Concerning your example I do not see the connection to the chain rule. $f$ is not the composition of two functions as needed in the chain rule. But certainly your conclusion $$D(\mathbf{A}(\mathbf{x}))= \frac{\mathbf{x}\mathbf{x}^{\mathsf{T}}}{\left\|\mathbf{x}\right\|_{2} }$$ fails. $D \mathbf A(x)$ is a linear map $D \mathbf A(x) : \mathbb R^n \to \mathbb R^{n \times n}$, but $\frac{\mathbf{x} \mathbf{x}^{\top}}{\|\mathbf{x}\|_{2}}$ is a single $(n \times n)$-matrix.

2
On

$ \def\bbR#1{{\mathbb R}^{#1}} \def\a{\alpha}\def\o{{\tt1}}\def\p{\partial} \def\E{{\cal E}} \def\L{\left}\def\R{\right} \def\LR#1{\L(#1\R)} \def\trace#1{\operatorname{Tr}\LR{#1}} \def\qiq{\quad\implies\quad} \def\grad#1#2{\frac{\p #1}{\p #2}} \def\c#1{\color{red}{#1}} $A matrix-by-vector gradient generates a third-order tensor, so it does not fit comfortably in standard matrix notation.

However, the differential of a matrix has the shape of a matrix and obeys all of the rules of matrix algebra.

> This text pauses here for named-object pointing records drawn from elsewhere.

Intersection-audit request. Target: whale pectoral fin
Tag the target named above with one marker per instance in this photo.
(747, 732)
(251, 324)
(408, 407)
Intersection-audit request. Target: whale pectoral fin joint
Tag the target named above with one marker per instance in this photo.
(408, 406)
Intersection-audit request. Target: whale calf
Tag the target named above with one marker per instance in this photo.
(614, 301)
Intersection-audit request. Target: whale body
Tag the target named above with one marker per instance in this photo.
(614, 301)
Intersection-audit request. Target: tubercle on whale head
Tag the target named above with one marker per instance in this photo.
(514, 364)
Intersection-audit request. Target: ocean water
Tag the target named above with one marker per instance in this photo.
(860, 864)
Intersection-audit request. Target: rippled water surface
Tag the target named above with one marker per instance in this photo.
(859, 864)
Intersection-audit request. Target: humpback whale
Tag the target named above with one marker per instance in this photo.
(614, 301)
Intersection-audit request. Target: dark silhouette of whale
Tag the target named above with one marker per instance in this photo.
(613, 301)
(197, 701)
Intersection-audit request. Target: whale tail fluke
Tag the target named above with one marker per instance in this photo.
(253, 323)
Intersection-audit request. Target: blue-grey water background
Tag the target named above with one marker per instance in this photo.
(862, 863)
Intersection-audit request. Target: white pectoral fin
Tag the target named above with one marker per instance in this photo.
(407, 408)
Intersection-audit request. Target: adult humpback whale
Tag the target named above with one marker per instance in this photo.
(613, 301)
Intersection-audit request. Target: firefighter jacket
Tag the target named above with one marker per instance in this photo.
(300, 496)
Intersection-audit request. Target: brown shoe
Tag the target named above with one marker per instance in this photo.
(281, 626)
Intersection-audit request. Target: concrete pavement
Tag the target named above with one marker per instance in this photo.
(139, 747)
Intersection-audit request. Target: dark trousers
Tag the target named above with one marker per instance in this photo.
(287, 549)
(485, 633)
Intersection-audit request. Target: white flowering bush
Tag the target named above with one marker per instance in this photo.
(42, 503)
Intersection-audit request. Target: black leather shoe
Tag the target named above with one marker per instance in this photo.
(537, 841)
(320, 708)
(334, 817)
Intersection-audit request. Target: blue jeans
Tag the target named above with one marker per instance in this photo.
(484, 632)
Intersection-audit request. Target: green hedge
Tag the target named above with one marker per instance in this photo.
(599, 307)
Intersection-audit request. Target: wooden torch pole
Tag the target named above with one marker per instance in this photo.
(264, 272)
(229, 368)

Likewise, the differential of a vector obeys the familiar rules of vector algebra.

First, consider the differentials of the constituent functions. $$\eqalign{ \a^2 &= x^Tx \\ 2\a\,d\a &= 2x^Tdx &\qiq d\a = \frac{x^Tdx}{\a} \\ A &= B + I\a &\qiq dA = I\,d\a \\ }$$ With these we can differentiate the composite function using back-substitution. $$\eqalign{ f &= Ax \\ df &= A\,dx + dA\,x \\ &= A\,dx + x\,d\a \\ &= \LR{A + \frac{xx^T}{\a}}dx \\ \grad{f}{x} &= \LR{A + \frac{xx^T}{\a}} \\ }$$ If you really need the third-order tensor, its $$\eqalign{ \grad{A}{x} &= \LR{\frac{I\star x}{\a}} \\ }$$ where $\star$ denotes the dyadic (aka tensor) product.